Jules Mary (1851-1922) est sans doute le feuilletoniste le plus fécond et le plus talentueux de son époque. Il s'était fait une spécialité des romans de la victime injustement condamnée et miraculeusement réhabilitée. Si les héros de Dumas et d'Eugène Sue incarnent la justice divine et se situent d'emblée au-delà du Bien et du Mal, les personnages de Jules Mary sont respectueux de la loi des hommes ; ils se révoltent contre l'injustice de leur sort, mais non pas contre leurs juges ou contre la société. Ils sont broyés par le système, comme le capitaine Dreyfus, et souvent n'échappent à leur sort cruel que par l'intervention du hasard. Au " roman du surhomme " du romantisme répond le " roman de la victime " fin-de-siècle. Les personnages de Jules Mary sont généralement victimes d'erreurs judiciaires. Leur condamnation est toujours injuste et leur réhabilitation infiniment touchante. Car Jules Mary possède l'art de nous raconter de belles histoires ; la plus grande partie de Roger-la-Honte est consacrée à la revanche du héros qui, sous une nouvelle identité, s'acharne à obtenir la révision de son procès et à prouver son innocence.

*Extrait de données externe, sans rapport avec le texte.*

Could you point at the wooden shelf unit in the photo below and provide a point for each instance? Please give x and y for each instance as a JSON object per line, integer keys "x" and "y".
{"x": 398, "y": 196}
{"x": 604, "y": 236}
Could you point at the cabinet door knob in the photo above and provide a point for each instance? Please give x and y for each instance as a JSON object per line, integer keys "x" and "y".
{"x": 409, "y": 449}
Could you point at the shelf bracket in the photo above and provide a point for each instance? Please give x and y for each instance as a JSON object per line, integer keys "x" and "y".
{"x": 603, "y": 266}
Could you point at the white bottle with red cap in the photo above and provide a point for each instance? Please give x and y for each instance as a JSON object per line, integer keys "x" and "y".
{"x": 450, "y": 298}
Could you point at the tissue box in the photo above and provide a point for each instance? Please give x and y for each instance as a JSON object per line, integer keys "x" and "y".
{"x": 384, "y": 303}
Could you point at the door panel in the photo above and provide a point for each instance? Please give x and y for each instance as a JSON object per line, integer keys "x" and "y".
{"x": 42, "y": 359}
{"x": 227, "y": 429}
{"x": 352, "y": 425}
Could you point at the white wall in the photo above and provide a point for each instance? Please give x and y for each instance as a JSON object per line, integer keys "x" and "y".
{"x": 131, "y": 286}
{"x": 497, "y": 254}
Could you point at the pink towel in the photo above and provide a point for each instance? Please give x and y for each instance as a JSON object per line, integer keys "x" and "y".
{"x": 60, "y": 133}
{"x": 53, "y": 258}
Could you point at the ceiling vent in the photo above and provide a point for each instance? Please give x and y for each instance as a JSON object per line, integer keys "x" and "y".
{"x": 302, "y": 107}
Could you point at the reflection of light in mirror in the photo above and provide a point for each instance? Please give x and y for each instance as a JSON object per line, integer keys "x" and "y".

Roger-la-Honte a paru en feuilletons dans Le Petit Parisien (1886-1887) avant d'être édité et réédité en volumes jusqu'à récemment et même en collection de poche. Le roman a été adapté au théâtre et au cinéma (Jean de Baroncelli, Gaston Roudès, André Cayatte, Ricardo Fredo).
La Pocharde a paru en feuilletons dans Le Petit Journal (1897-1898) ; le roman a été réimprimé d'innombrables fois jusqu'en 1954. Il a été adapté à la scène et à l'écran (Etievant, Jean Kemm) ; il a également fourni la trame pour une bande dessinée.